The Bank of Harbin was granted a license to set up its consumer finance company, Hayin, on September 19th. The bank owns 59% shares of Hayin’s equity with paid-in capital RMB295 million ($44 million). It is another consumer finance license which is issued by the China Banking Regulatory Commission (CBRC) to a company that has a banking background. 

In a narrow sense, Consumer Finance refers to institutions which provide loans to customers in order to satisfy their consumption needs, while car and property purchasing is not included. The loans are typically small, easy to apply for, and more flexible. Also, the borrowing period is short. Middle to lower income consumers are the targeted groups and the purpose of borrowing includes travel, weddings, education, beauty, etc..
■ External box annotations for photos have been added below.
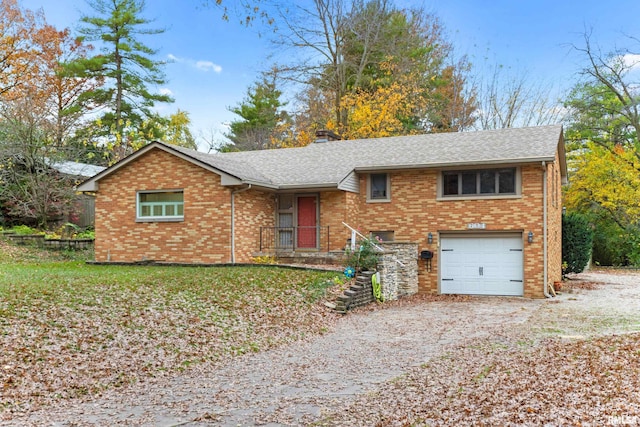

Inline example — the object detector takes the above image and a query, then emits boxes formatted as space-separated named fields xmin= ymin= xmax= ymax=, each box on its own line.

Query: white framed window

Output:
xmin=136 ymin=190 xmax=184 ymax=221
xmin=438 ymin=168 xmax=520 ymax=198
xmin=367 ymin=173 xmax=391 ymax=202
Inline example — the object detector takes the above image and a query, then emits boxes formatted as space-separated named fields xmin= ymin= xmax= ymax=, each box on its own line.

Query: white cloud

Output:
xmin=196 ymin=61 xmax=222 ymax=73
xmin=622 ymin=53 xmax=640 ymax=70
xmin=167 ymin=53 xmax=222 ymax=74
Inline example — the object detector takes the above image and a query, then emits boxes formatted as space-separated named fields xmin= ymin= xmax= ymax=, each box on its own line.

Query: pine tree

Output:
xmin=69 ymin=0 xmax=173 ymax=160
From the time the market started to get popular in 2015 until now, there were 16 consumer finance companies in China. The consumer finance industry attracts capital from Banks, e-commerce companies, and various other industries. The involved parties all noticed the change of consumption habits of the Millennials, those who are born in the 1980s or 1990s. Their consumption needs are expected to keep growing as the new generation.

So far, among all the approved 16 companies, 12 of them are backed by banks. There are two reasons for the popularity of banks in this industry:

First of all, there are regulatory hurdles for new entries: the license applicant must be a financial institution and its revenue of most recent year must be over RMB30 billion ($4.48 billion). Banks have an advantage compared to most privately operated companies considering the size and qualification.

The second one is related to banks own benefits. They are looking for new growth point since profits from traditional loan business are decreasing. For banks’ credit card business, because 80% of customers repay their bills on time, the profits for banks are limited. Only 20% of credit card users let their balances carry over from month to month. So aiming at those customers who don't pay on time, the consumer finance companies may generate more return if they can build an efficient risk control system.

In the future, banks may not be the major players in the consumer finance fields. With the popularity of online shopping, many e-commerce companies have developed similar credit products to encourage more consumption on their platforms. For example, Hua’bei (spend it) from Ant finance and Bai’tiao (blank note) from JD finance are supported by Alibaba and Jingdong. However, the government has not released the restriction for these platforms yet. But for how long?